As intenções de Trump, contudo, esbarram na realidade. Em primeiro lugar, como já dito, Israel parece ter entendido que o enfraquecimento da rede de terrorismo do Irã na região é uma janela de oportunidade para degolar o regime e acabar de vez com a ameaça existencial que a República Islâmica representa para o país. Em segundo lugar, os ataques não destruíram a capacidade iraniana de atingir o grau de enriquecimento de urânio necessário para a produção de um artefato nuclear, de acordo com as próprias autoridades americanas, que já afirmaram que a operação militar apenas atrasou em alguns meses o caminho de Teerã em direção a uma bomba. Finalmente, o fim das ambições nucleares iranianas interessa a todos os países, mesmo aqueles que condenaram o ataque israelense. A falta de qualquer apoio por parte de alguma potência regional ou global, escancarou o isolamento do país e o colocou em uma posição de acuamento que pode levar a um fechamento ainda maior do regime e uma ainda mais intensa corrida pelo artefato nuclear.

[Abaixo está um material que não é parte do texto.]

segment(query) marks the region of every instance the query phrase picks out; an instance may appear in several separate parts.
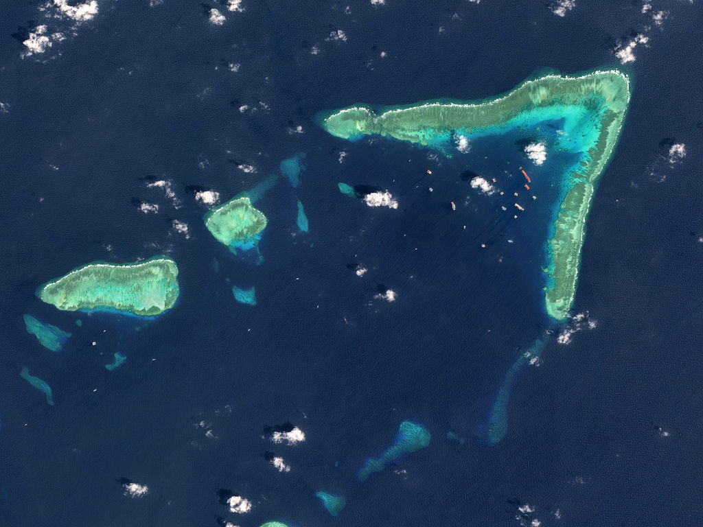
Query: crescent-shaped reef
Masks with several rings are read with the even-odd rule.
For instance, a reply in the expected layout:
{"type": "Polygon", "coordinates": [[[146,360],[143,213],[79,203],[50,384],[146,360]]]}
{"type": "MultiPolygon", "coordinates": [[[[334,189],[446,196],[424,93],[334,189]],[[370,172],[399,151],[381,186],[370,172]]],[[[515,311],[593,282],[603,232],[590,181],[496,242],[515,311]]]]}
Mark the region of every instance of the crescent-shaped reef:
{"type": "MultiPolygon", "coordinates": [[[[574,77],[550,74],[483,100],[426,101],[378,112],[356,105],[322,114],[320,124],[332,135],[349,141],[377,134],[441,148],[458,136],[470,141],[544,122],[560,122],[554,146],[574,155],[576,161],[562,174],[543,268],[546,310],[560,321],[574,301],[596,182],[620,136],[630,94],[629,79],[617,70],[574,77]]],[[[340,186],[340,190],[345,188],[340,186]]]]}
{"type": "Polygon", "coordinates": [[[65,311],[160,315],[179,294],[178,266],[159,256],[131,264],[98,261],[74,269],[41,286],[37,296],[65,311]]]}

Trump, assim, se encontra pressionado internamente a não adentrar em uma campanha para derrubar o regime de Teerã. No entanto, as intenções do presidente americano vão de encontro ao que veem Israel e Irã e seus malabarismos midiáticos não serão suficientes para impedir Israel de retomar seu propósito de fazer cair a república dos aiatolás sob o pretexto – crível ou não – de evitar que a teocracia xiita tenha acesso a um artefato nuclear. Num grande palco de diversionismos, Israel finge que cessou suas hostilidades, o Irã finge que abandonou seus propósitos nucleares e Trump funge que impediu uma guerra a qual ele não pode evitar que continue.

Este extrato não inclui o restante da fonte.